Cost and Performance Enhance Research Efforts
Lithium batteries have become a popular power source for consumer electronic devices. Lithium batteries offer several advantages over other types of secondary batteries, including lighter weight and higher energy density. They’re ideal for portable electronic devices such as notebook computers, and offer a great advantage to consumers in the emerging hybrid electric vehicle industry.
As battery developers work to create larger lithium-ion batteries, they are faced with three main challenges: safety, cost, and calendar life. Argonne National Laboratory’s Material Science Division set out to create better lithium batteries, but needed to harness the power of a large cluster to make it happen.
Advanced Clustering Technologies worked with Argonne to design a high-performance computing system with the horse power they needed to further develop their lithium products at a price they could afford. The result — a 46-node Intel-based Apex cluster.

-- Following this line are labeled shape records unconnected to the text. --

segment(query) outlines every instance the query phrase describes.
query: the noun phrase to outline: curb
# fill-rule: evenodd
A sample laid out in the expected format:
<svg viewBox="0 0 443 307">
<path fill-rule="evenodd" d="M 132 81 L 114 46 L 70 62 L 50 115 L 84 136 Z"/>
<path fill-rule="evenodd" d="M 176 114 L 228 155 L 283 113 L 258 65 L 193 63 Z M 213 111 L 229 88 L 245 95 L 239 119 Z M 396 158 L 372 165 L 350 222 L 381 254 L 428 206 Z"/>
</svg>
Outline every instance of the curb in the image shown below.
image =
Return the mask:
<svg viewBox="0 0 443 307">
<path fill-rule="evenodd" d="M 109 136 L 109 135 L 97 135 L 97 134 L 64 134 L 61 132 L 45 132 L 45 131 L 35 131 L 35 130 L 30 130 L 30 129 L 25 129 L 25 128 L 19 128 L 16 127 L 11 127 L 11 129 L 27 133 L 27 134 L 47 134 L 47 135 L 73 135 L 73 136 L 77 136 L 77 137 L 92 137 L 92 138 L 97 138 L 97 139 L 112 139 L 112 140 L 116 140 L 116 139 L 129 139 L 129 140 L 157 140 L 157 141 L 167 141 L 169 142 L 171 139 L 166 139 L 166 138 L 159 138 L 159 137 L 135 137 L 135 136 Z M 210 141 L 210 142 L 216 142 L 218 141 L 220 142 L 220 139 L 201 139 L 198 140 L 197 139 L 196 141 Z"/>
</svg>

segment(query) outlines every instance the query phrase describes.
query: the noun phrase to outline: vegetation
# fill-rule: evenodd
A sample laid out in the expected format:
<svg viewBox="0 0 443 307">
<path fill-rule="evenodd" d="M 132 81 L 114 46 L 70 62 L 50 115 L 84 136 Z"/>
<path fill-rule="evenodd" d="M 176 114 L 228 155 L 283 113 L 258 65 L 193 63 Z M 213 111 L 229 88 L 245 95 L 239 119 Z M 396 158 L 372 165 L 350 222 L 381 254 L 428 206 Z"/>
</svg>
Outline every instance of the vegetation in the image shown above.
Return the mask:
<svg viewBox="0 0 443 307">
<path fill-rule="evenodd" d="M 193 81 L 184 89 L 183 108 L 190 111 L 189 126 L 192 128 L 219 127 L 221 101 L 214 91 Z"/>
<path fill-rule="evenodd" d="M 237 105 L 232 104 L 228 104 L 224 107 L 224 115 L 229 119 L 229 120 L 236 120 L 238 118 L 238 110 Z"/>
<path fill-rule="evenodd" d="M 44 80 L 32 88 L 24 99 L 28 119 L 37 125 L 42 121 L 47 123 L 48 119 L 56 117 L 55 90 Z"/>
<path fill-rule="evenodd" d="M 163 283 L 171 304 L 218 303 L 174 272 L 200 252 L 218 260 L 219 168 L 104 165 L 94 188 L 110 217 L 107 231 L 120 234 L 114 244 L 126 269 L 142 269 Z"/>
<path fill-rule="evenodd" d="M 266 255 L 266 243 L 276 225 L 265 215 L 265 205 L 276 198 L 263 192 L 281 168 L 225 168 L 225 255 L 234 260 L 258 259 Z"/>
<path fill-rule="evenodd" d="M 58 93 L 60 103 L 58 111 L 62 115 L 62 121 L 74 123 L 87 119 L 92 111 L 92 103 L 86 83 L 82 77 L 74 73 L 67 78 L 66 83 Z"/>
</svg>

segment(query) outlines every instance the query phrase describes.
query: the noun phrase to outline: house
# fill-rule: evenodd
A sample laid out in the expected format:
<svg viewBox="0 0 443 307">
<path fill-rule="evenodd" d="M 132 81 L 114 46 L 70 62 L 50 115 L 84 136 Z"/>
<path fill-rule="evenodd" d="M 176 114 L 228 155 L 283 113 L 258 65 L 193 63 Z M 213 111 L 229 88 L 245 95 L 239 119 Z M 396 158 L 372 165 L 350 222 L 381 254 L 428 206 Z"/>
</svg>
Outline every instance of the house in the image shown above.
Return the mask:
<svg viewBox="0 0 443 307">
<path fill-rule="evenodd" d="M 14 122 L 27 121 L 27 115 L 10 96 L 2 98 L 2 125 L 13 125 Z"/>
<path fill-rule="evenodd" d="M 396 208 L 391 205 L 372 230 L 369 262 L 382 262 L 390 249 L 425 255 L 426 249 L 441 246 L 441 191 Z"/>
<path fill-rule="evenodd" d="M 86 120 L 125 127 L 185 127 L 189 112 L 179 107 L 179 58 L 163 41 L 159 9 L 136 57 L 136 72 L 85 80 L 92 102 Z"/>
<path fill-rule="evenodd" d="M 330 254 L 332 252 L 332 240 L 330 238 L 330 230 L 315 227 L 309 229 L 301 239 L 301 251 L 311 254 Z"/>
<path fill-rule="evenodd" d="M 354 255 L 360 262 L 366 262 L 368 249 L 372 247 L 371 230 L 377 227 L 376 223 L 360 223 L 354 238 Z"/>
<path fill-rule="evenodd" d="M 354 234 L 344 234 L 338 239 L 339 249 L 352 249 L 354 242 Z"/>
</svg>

Following their cluster installation, Argonne was able to take its studies to the next level. The high-performance computing cluster is now providing Argonne with new insight into the energetics, dynamics and structure of new materials at the molecular level. State-of-the-art quantum chemical methods are being developed for accurate energy calculations that have applications in modeling chemical vapor dispositions reactions, combustion reactions, catalysis mechanisms, and atmospheric chemistry. These and other methods are being applied to the investigations of new materials such as nanocrystalline diamond, polymer electrolytes for use in lithium batteries, diblock copolymers, and near frictionless carbon films. Studies are also being carried out on surface reactions, including reaction mechanisms of diamond-thin film growth, catalytic reaction mechanisms in zeolites, and electrode/electrolyte interfaces important in corrosion.